Federal judge rules Anthropic's use of 7 million books for AI training is fair use — but a damages trial looms
Jun 24, 2025
Key Points
- A federal judge ruled that Anthropic's use of 7 million books to train Claude constitutes fair use under US copyright law, the first major test of this doctrine in generative AI.
- The court found Anthropic infringed copyright by storing pirated books in a central repository, setting up a December damages trial where statutory awards could exceed $1 billion but actual settlements likely reach $10–20 per book.
- The ruling creates precedent that transformative AI training may qualify as fair use, potentially extending to video models like Sora training on YouTube content and shifting publisher leverage toward licensing deals.
Summary
A federal judge ruled that Anthropic's use of 7 million books to train Claude qualifies as fair use under US copyright law. This is the first major application of fair use doctrine to generative AI training, a legal issue all AI labs are tracking closely.
The court found that Anthropic infringed copyright by storing over 7 million pirated books in a central repository.
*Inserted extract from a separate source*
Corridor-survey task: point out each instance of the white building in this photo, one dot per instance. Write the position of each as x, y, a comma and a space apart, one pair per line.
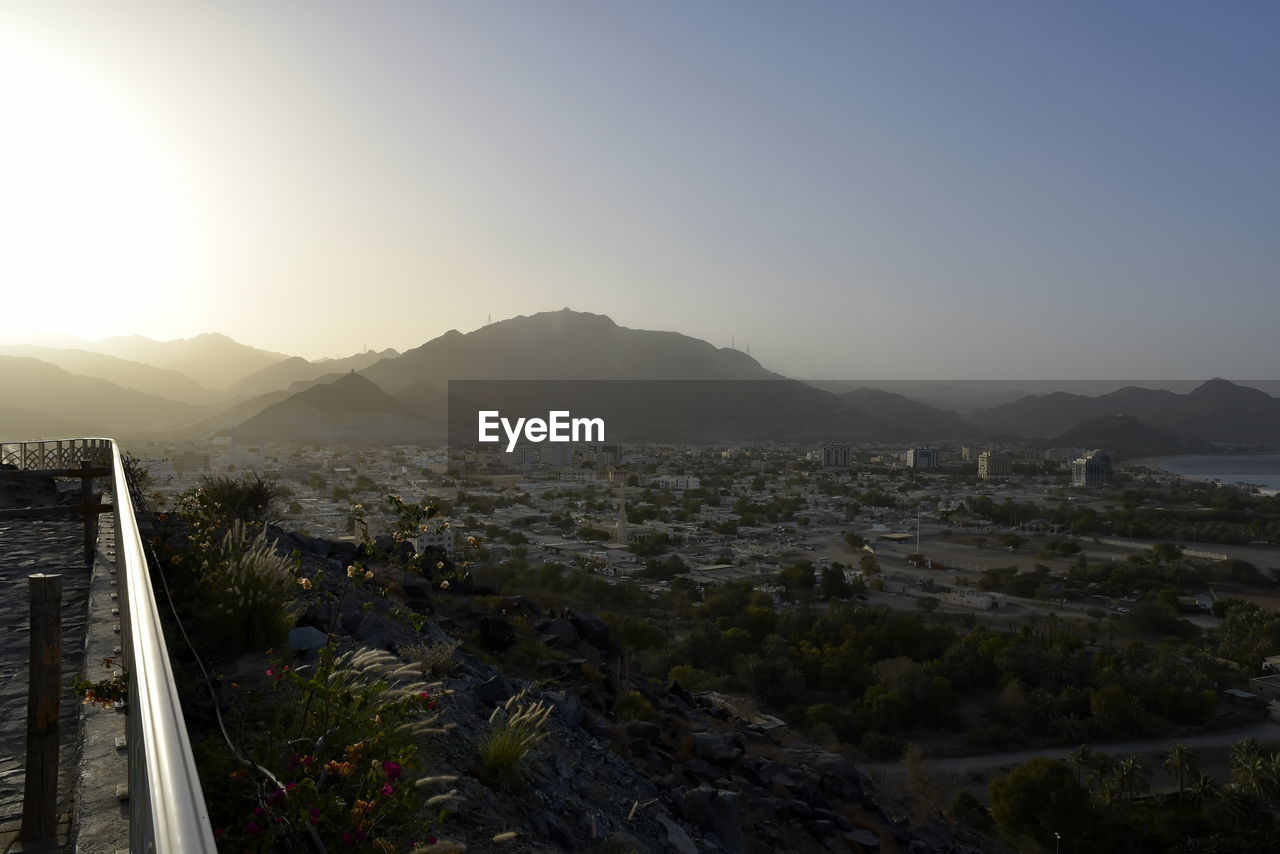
677, 483
922, 459
835, 456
A damages trial is scheduled for December, with statutory damages potentially reaching $150,000 per book. At that rate, total damages could exceed $1 billion, though both speakers expect the actual award to settle far below statutory maximums, potentially around $10–$20 per book. Anthropic could have legitimately accessed the same books through public libraries rather than pirating them.
The fair use ruling has broader strategic weight. One speaker argues that fair use is essential to AI development. Without it, US models would be crippled while Chinese competitors train on unrestricted data regardless of copyright constraints. The ruling establishes that transformative use — summarizing themes in Harry Potter or extracting concepts — is distinct from reproducing the original work, which LLM users rarely do.
The decision raises unresolved questions about video training data. If book training qualifies as fair use, the same logic could extend to video models like OpenAI's Sora training on YouTube content. The speakers also note that rights holders may seek licensing deals with AI labs as an alternative. Publishers like Simon & Schuster or Penguin Random House could grant deeper access in exchange for per-query payments.
Authors filed the case against Anthropic, which is backed by Amazon and Alphabet, over the company's use of books to train Claude without compensation.